Por Juliana Pereira Cortes*

O Instituto Nacional do Seguro Social (INSS) é o órgão responsável pela concessão de benefícios previdenciários no Brasil, como aposentadorias, pensões, auxílios e benefícios por incapacidade. Milhões de brasileiros dependem dessa instituição para garantir sua subsistência e dignidade. No entanto, o crescente número de fraudes envolvendo o INSS tem colocado em risco os direitos dos segurados, que, por vezes, se veem vítimas de ações criminosas que geram consequências graves, como superendividamento, cobranças indevidas e até mesmo a suspensão do pagamento dos benefícios.

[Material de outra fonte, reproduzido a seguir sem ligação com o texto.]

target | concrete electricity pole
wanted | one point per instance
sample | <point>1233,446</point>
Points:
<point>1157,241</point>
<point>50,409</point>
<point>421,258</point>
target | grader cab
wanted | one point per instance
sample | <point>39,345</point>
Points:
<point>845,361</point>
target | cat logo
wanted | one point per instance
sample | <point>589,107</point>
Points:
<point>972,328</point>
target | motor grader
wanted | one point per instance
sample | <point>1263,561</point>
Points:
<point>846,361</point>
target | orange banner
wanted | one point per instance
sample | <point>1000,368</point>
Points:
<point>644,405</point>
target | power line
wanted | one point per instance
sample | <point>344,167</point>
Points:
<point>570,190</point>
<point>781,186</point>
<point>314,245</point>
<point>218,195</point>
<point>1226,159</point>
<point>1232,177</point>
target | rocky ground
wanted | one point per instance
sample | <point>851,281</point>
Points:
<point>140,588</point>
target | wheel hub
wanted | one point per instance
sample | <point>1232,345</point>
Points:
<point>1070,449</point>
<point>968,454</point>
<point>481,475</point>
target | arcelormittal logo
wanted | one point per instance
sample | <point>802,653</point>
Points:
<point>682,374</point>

Recentemente, presenciamos um grande escândalo de abrangência nacional envolvendo descontos indevidos em benefícios previdenciários, realizados por associações não reconhecidas ou não autorizadas. Diante dessa realidade, surge um questionamento jurídico relevante: o segurado do INSS pode ser considerado um consumidor nos termos do Código de Defesa do Consumidor ( CDC)? Estaria ele protegido por esse diploma legal ao ser vítima de fraude ou falha na prestação do serviço? A resposta é sim.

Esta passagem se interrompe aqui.